Dpt potentiation by 20E requires at least 18 hours of hormone exposure in presence of PGN (A), but suppression by JHa methoprene is rapid and does not depend on preincubation (B). Results in (A) are from a Northern blot, with quantification of Dpt expression normalized to that of a Rp49 control (Northern blot not shown). The x-axis displays the period (in hours) during which cells were exposed to 20E; crude PGN contaminated LPS preparations were used to stimulate the immune response. Results in (B) are from a luciferase assay with Dpt-luc cells, immune stimulated with PGN; all JH/JHa treatments were performed in combination with 20E. The x-axis displays the different hormone treatments: no hormone, 20E only (for 24 hours), or 20E (for 24 hrs) in presence of JHa added to cell culture at hours 4, 6, 8, or 24 prior to the luciferase assay. Shown are means ± 1 standard error.

Fig. 6

20E blocks S2* cell proliferation, but proliferation is unaffected by JHa methoprene; JHa treatment does not prevent the 20E-mediated block in cell proliferation. Cells were left untreated (filled triangles), exposed to 20E (squares), JHa (filled squares), or both hormones (triangles); cell counts were monitored every 24 hours over the next three days. Shown are cell counts (in units of 10⁶ cells/ml cell culture media) over time. The result shown is representative of 3 independent experiments (data not shown).

Fig. 7

(A–B) Northern blotting for Dpt induction shows that EcR and Usp are both required for the potentiation of Dpt induction by 20E, as determined by RNAi-mediated silencing using dsRNA. (C) Western blot with mouse monoclonal antibody AB11 against USP; the Western blot was performed on the same samples used in the Northern blot; RNAi successfully silenced Usp.

Fig. 8

Dpt promoter activity with RNAi-mediated silencing (dsRNA) directed against EcR (A), Usp (B), and Met (C). Silencing EcR and Usp abolishes the 20E response; JHa methoprene seems to suppress the weak Dpt induction that occurs in EcR or Usp knock-down cells; however, this effect is not significant (Table S3).
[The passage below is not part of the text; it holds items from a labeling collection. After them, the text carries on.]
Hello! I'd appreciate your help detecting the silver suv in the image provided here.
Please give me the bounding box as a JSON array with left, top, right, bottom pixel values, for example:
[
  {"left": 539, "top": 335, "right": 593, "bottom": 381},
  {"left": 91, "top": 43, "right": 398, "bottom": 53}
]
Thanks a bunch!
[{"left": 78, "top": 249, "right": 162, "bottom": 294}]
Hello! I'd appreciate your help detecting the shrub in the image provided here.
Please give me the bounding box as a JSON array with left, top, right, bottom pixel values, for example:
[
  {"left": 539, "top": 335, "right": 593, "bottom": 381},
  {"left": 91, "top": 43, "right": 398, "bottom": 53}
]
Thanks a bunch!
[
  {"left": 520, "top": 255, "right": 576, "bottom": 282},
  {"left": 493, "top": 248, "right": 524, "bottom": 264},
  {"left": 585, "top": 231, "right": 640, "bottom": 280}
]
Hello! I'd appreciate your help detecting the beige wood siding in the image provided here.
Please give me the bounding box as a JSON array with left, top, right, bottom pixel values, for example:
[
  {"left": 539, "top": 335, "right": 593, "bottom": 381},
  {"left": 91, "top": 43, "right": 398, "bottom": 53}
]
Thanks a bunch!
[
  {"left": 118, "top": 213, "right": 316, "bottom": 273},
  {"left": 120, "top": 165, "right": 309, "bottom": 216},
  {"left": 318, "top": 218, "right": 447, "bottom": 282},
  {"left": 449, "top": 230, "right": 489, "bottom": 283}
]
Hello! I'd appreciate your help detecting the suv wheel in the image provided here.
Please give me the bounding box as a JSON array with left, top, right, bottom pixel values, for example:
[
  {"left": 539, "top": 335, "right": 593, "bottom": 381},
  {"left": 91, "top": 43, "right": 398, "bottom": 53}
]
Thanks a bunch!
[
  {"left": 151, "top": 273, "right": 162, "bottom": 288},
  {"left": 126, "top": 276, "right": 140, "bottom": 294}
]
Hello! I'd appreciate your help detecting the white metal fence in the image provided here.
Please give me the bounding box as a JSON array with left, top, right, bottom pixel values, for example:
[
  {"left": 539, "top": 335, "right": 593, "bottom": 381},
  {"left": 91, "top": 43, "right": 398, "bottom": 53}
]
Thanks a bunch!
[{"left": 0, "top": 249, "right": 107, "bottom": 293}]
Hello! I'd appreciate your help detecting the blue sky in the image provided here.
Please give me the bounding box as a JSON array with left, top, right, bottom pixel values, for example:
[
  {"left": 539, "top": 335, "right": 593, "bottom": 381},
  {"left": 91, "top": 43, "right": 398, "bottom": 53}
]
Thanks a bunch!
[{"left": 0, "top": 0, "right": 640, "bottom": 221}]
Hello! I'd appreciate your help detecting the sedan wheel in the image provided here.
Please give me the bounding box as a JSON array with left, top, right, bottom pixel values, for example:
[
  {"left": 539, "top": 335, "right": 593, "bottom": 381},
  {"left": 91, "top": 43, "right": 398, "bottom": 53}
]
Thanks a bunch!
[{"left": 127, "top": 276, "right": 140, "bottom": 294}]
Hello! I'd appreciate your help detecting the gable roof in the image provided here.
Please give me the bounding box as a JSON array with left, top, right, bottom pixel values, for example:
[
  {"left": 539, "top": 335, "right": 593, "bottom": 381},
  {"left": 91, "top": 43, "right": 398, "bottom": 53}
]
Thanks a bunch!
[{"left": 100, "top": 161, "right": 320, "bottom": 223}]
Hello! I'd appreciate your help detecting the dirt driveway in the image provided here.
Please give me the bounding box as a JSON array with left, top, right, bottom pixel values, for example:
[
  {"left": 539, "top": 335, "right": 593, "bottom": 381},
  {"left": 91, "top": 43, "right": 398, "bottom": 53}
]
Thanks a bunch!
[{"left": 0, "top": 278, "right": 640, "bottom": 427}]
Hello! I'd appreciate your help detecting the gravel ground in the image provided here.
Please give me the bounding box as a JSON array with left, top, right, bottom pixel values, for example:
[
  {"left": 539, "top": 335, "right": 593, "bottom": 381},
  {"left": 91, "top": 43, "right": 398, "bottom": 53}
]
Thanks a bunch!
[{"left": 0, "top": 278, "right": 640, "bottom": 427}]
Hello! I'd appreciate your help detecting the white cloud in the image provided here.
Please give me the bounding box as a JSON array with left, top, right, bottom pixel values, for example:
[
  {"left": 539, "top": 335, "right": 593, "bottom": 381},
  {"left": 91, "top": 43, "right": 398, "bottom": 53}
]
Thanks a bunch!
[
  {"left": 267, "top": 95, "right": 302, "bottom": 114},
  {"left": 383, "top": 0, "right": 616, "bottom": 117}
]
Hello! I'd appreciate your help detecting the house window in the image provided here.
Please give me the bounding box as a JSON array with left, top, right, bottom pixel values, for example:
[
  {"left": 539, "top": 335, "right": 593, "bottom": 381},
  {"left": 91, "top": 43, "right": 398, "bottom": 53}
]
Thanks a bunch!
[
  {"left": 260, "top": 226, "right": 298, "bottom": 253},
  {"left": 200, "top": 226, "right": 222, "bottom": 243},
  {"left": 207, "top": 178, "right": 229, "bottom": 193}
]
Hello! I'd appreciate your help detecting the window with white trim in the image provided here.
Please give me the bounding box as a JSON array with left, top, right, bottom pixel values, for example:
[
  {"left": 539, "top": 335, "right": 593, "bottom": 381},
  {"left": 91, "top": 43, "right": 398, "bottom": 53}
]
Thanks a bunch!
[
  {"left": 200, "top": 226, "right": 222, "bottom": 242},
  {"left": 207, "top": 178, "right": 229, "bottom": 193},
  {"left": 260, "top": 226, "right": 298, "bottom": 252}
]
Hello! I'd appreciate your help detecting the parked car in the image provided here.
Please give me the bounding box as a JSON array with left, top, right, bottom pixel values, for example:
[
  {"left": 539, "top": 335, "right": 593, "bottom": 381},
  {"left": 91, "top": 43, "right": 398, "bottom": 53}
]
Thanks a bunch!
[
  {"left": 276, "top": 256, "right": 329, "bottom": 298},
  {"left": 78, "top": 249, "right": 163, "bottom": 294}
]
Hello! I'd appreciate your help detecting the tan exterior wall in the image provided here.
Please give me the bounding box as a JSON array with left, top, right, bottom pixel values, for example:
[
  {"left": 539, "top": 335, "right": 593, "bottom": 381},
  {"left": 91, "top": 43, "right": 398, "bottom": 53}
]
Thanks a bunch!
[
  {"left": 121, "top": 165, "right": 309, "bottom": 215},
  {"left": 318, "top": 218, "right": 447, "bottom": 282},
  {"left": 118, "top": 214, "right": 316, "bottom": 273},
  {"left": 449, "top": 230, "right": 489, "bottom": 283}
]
In contrast, silencing Met does not impair the 20E response, and JHa is fully effective in suppressing immune induction by 20E. Results are from luciferase assays with Dpt-luc cells, immune stimulated with PGN; all JH/JHa treatments were performed in combination with 20E; plotted are means ± 1 standard error.

Fig. 9

(A) Northern blotting for Dpt shows that Met is not required for induction of Dpt expression by 20E; notably, JHa methoprene in presence of 20E is able to fully suppress Dpt expression even when Met function is silenced; pMET refers to cells transfected with Met expression vector plasmid. (B) Western blot with rabbit polyclonal antibody against MET; the Western blot was performed on the same samples used in the Northern blot; RNAi successfully silenced Met.